Dr. Jason Kunik is working on the most earth-shattering genetics project ever, DNA mapping of a new species, the quickened—dogs who can shift into human form. The problem is, no one knows the quickened exist and Jason can’t betray them by publishing his studies. When he moves to Mad Creek to continue his research in a town full of quickened, all he wants is peace, quiet, and to be allowed to bury himself in his work. Perhaps if he figures how out the mutation is activated, he can silence his own inner dog forever.
Milo is a hospice comfort dog who has bonded with, and lost, many beloved patients in his life. He intuitively understands sickness and pain on a spiritual level most can’t see. When he gains the ability to become a man, he thinks he finally has everything he ever wanted. But being a man isn’t the same thing as being loved, and taking shelter in Mad Creek isn’t the same thing as finding a home.
When a mysterious illness hits Mad Creek and threatens all the quickened in town, it’s up to the scientist and the comfort dog to figure out what it is and how to stop it. Along the way they might discover that true love is possible—if you wish upon a star.
This is the third book in the “Howl at the Moon” series, but it can be read as a stand-alone.
Book 2 remains my favorite, because ROMAN. But Milo stole the show in this one!
A labradoodle, Milo is all heart. He's sweetness and JOY and boundless energy. A hospice dog, Milo wished upon a star, and his dream came true. Almost.
Jason is all mind. He's a scientist and keeps his dog (an Alaskan Malamute) in check. He's so reluctant to give in to his animal, he hasn't shifted for several years. He's wound tight and anxious all the time. Only Milo's touch can soothe him.
Jason tries to keep Milo at arm's length, but resistance is futile. Milo, with his empathy, hugs, and big smiles, is too damn charming. Milo likes everyone so much, Jason worries he's nothing special.
How to Wish Upon a Star is about Jason learning to feel and Milo finding a home.
If you counted only school, Milo was not a good mate for Jason. But Milo knew other things, things Jason didn't know. He knew about people's hearts and souls and about what you regret in the end.
He knew about bonds and how they survived age and trouble and pain and even death. He knew sickness. He knew sacrifice. He knew the magical power of touch.
He knew patience and stillness, and he knew how to give those to people even when you didn't feel like being patient or still at all.

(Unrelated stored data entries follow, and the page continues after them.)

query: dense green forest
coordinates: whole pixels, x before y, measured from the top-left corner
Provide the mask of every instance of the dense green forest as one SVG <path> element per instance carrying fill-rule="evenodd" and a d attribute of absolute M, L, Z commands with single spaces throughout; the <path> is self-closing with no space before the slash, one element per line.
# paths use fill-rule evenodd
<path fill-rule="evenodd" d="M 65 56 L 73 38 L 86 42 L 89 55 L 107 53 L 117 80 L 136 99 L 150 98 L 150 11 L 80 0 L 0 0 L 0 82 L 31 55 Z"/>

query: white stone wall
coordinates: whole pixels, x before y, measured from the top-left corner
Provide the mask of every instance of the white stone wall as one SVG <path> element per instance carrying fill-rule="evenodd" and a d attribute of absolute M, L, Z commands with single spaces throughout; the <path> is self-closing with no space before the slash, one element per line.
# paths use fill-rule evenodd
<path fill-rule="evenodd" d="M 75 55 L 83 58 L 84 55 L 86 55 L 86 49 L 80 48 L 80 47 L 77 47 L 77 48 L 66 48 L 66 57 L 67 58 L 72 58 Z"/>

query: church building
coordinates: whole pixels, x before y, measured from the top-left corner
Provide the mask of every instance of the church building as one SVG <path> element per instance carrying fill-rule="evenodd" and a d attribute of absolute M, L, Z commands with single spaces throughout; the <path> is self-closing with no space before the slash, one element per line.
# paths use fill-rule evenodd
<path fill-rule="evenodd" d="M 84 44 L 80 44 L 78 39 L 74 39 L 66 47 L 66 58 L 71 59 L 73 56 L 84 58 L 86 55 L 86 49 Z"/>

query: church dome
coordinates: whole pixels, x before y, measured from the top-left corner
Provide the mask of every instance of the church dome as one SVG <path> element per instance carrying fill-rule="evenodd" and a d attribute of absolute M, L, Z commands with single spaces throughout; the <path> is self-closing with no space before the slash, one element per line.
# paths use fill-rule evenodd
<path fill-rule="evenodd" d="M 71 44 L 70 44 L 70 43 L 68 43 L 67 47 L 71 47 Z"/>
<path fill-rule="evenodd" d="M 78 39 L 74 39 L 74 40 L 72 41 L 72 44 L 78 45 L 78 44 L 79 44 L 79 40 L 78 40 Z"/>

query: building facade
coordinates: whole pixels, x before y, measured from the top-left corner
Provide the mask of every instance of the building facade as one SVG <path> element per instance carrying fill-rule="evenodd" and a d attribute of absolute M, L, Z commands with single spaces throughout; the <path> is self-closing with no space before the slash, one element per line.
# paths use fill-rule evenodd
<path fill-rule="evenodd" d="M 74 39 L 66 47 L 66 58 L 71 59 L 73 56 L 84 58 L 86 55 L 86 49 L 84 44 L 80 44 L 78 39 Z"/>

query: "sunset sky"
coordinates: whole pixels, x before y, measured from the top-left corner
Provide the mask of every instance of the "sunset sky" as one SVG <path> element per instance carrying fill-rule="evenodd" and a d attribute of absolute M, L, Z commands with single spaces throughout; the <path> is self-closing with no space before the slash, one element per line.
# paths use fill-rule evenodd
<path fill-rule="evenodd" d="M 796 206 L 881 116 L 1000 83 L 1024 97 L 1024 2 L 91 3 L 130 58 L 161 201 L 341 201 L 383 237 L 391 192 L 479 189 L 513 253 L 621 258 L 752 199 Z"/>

He knew love.
The main plot line revolves around a virus that appears to attack only the quicken, causing them to revert to their canine forms and lose their human side.
Jason is a geneticist (something I know a thing or two about), and he's the only one to whom the people of Mad Creek can turn to find a "cure" for the virus. I credit Easton with doing her research. The science isn't entirely accurate, but it's believable enough. Some of you may get bored with all the talk of antibodies and blood types, but I ate it up.
To save the quicken, including Lily and Lance (MC; book 1), who've been struck by the virus, Jason, Milo, Tim (Lance's mate; book 1), and Matt (Roman's mate; book 2) travel to a dog sanctuary in Arizona. There they meet a gruff man by the name of Rav (future MC alert!) and discover that something fishy is going on.
Milo comes to the rescue in more ways than one, even as Jason struggles to protect the man he loves (and it takes a lot for Jason to admit that, believe me). Jason's POV dominates the story, but Milo's voice shines through at the end.
I definitely wanted more steam here; two short scenes just weren't enough, especially considering Milo's incredibly enthusiastic approach to human sex.
While the ending is a sparkly HEA for Milo and Jason, some loose ends regarding the mystery of the virus are left unresolved. I anticipated the setup for book 4 from the beginning, but it in no way stopped me from enjoying the story.
This series is addicting, and Eli Easton's writing so effortless, I had a hard time putting this book down.
If I read a book and it makes my whole body so cold no fire can ever warm me, I know that is poetry.
An ARC of this book was provided by the author in exchange for an honest review.